FIG. 10 is a diagram showing a contact angle of a surface-treated object in an example, the vertical axis represents the contact angle, and the horizontal axis represents the position in the film width direction.

[Explanation of symbols]

 1 Power Supply 2 One Electrode 3 Other Electrode 4 Solid Dielectric Container 5 Object to be Processed 6 Gas Inlet 7 Discharge Plasma Projecting Port 8 Processing Gas Supply Machine 9 Movable Jig 10 Movable Jig

─────────────────────────────────────────────────── ─── Continuation of the front page (51) Int.Cl. ⁶ Identification code Internal reference number FI Technical display location H05H 1/46 C08J 7/00 306 // C08J 7/00 306 H01L 21/302 B

Claims (8)

[Claims] 1. A discharge plasma processing method, characterized in that discharge plasma generated in an inert gas is caused to project toward the treated portion while supplying the treated gas to the treated portion. 2. A state in which an inert gas is circulated in a solid dielectric container provided with one electrode and a discharge plasma projecting port,
A discharge plasma is generated by applying a voltage between the one electrode and the other electrode that forms a pair, and a processing gas is supplied toward the target portion from a direction intersecting with the protruding direction of the discharge plasma.
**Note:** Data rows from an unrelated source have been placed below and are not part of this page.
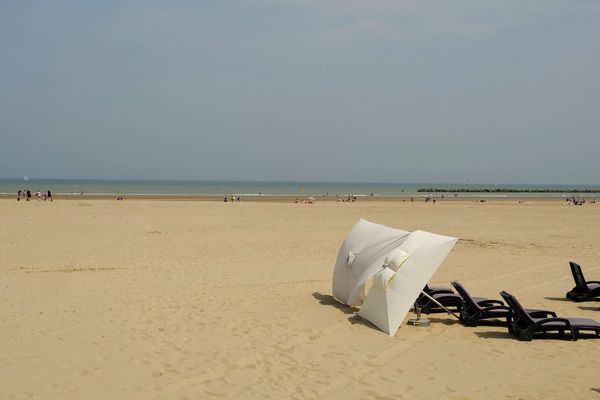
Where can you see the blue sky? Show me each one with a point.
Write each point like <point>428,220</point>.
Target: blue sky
<point>386,91</point>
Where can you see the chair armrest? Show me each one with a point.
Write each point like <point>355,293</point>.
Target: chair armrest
<point>494,308</point>
<point>553,319</point>
<point>490,302</point>
<point>540,313</point>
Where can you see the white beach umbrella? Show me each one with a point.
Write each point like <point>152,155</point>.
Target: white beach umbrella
<point>361,255</point>
<point>398,283</point>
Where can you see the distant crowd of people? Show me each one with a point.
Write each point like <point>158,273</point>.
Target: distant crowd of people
<point>577,201</point>
<point>231,198</point>
<point>26,195</point>
<point>349,198</point>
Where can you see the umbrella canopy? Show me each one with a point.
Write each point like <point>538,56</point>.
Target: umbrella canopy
<point>398,283</point>
<point>361,255</point>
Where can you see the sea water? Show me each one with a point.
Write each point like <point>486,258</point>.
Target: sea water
<point>247,188</point>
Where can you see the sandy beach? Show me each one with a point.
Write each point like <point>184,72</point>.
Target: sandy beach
<point>202,299</point>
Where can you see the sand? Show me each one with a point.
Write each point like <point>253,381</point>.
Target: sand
<point>195,299</point>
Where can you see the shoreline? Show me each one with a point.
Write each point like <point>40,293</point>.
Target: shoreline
<point>291,199</point>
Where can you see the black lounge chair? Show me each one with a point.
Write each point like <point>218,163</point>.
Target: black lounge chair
<point>472,310</point>
<point>525,325</point>
<point>435,289</point>
<point>446,297</point>
<point>583,290</point>
<point>451,301</point>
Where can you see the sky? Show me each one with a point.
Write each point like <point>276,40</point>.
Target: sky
<point>314,90</point>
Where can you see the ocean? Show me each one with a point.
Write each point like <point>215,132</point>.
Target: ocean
<point>299,189</point>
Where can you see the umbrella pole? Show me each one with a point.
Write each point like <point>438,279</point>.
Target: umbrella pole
<point>438,303</point>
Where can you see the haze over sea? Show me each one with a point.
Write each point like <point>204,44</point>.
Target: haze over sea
<point>249,188</point>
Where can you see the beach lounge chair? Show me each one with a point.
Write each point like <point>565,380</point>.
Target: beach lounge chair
<point>446,297</point>
<point>434,289</point>
<point>524,325</point>
<point>475,309</point>
<point>583,290</point>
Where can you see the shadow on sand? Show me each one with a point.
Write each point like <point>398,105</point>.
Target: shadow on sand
<point>328,300</point>
<point>494,335</point>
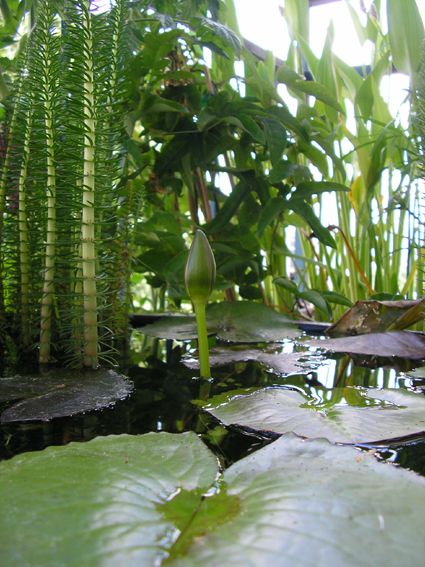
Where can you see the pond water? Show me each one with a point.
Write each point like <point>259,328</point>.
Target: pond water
<point>167,397</point>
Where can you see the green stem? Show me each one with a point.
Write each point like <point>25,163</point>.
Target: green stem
<point>50,250</point>
<point>24,252</point>
<point>88,248</point>
<point>203,352</point>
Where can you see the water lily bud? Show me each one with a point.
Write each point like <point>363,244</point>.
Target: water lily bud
<point>200,269</point>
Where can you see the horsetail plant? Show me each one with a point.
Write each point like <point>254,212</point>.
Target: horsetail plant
<point>61,173</point>
<point>199,280</point>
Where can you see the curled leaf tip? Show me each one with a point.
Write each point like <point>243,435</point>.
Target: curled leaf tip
<point>200,269</point>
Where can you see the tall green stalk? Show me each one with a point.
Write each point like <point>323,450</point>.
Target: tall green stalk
<point>88,234</point>
<point>49,88</point>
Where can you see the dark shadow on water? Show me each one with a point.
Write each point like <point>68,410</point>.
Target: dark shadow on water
<point>166,398</point>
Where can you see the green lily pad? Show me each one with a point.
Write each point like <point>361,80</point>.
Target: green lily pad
<point>310,503</point>
<point>403,344</point>
<point>283,411</point>
<point>239,322</point>
<point>374,316</point>
<point>281,363</point>
<point>158,498</point>
<point>61,393</point>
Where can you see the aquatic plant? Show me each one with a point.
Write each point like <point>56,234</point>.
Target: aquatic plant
<point>199,280</point>
<point>59,195</point>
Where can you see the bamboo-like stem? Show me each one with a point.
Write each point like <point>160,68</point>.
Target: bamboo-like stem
<point>88,248</point>
<point>50,250</point>
<point>203,350</point>
<point>24,251</point>
<point>3,185</point>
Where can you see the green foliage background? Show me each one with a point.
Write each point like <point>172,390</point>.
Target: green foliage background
<point>183,142</point>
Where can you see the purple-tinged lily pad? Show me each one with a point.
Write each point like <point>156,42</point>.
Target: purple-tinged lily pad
<point>281,363</point>
<point>61,393</point>
<point>403,344</point>
<point>391,414</point>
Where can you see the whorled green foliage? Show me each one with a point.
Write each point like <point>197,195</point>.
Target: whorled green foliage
<point>63,210</point>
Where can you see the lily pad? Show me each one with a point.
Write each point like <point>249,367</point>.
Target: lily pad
<point>373,316</point>
<point>61,393</point>
<point>284,411</point>
<point>310,503</point>
<point>143,500</point>
<point>403,344</point>
<point>281,363</point>
<point>239,322</point>
<point>97,503</point>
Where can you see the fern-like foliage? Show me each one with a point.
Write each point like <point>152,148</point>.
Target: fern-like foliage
<point>63,228</point>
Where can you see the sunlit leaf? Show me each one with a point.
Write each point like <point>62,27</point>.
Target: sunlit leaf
<point>373,316</point>
<point>386,414</point>
<point>239,321</point>
<point>146,500</point>
<point>280,363</point>
<point>406,33</point>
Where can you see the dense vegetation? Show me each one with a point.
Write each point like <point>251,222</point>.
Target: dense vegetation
<point>112,162</point>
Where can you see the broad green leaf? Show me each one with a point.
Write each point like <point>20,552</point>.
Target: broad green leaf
<point>287,284</point>
<point>316,298</point>
<point>373,316</point>
<point>99,503</point>
<point>239,321</point>
<point>297,14</point>
<point>306,212</point>
<point>274,207</point>
<point>334,297</point>
<point>150,500</point>
<point>229,208</point>
<point>308,188</point>
<point>403,344</point>
<point>318,91</point>
<point>276,139</point>
<point>384,415</point>
<point>221,31</point>
<point>61,393</point>
<point>279,363</point>
<point>307,503</point>
<point>406,33</point>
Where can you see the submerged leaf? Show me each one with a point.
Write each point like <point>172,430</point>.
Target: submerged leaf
<point>281,363</point>
<point>403,344</point>
<point>61,393</point>
<point>239,321</point>
<point>392,414</point>
<point>143,500</point>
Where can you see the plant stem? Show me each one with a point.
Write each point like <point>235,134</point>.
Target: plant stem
<point>24,252</point>
<point>88,249</point>
<point>50,250</point>
<point>203,352</point>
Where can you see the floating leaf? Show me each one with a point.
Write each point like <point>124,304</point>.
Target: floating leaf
<point>373,316</point>
<point>61,393</point>
<point>403,344</point>
<point>283,411</point>
<point>239,321</point>
<point>140,500</point>
<point>98,503</point>
<point>281,363</point>
<point>309,503</point>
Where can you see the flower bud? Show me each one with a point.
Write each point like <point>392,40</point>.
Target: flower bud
<point>200,269</point>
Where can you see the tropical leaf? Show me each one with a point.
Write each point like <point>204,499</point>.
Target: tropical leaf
<point>144,500</point>
<point>380,415</point>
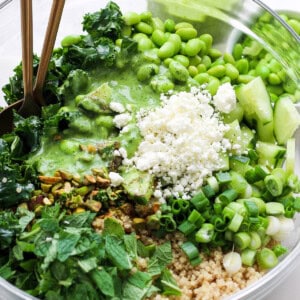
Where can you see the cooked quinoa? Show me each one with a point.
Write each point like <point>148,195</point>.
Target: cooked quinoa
<point>208,280</point>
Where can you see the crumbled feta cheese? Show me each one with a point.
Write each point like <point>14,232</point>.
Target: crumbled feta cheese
<point>117,107</point>
<point>122,120</point>
<point>225,99</point>
<point>181,143</point>
<point>115,178</point>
The discharge plasma processing method according to claim 1. 3. The plasma processing method according to claim 1, wherein discharge plasma is generated by applying a pulsed voltage. 4. The plasma processing method according to claim 1, wherein the inert gas is argon and / or nitrogen. 5. A discharge comprising a solid dielectric container having one electrode disposed on an outer surface thereof and having a discharge plasma projecting port, another electrode paired with the one electrode, and a processing gas supplier. A plasma processing apparatus, wherein a discharge plasma is generated by applying a voltage between the pair of electrodes in a state where an inert gas is circulated in the solid dielectric container, and the discharge plasma The plasma processing apparatus is characterized in that it is arranged so that the projecting direction of the process gas and the process gas projecting direction of the process gas supply machine intersect. 6. The solid dielectric container and the processing gas supply device are connected to a movable jig, and the solid dielectric container and the processing gas supply device are movable while maintaining a substantially constant relative position. The plasma processing apparatus according to claim 5, which is made. 7. The plasma processing apparatus according to claim 5, wherein the object-to-be-processed moving device moves the object-to-be-processed in the vicinity of the projecting port of the discharge plasma and is exposed to the discharge plasma. 8. The plasma processing apparatus according to claim 5, wherein the voltage applied between the pair of electrodes is pulsed.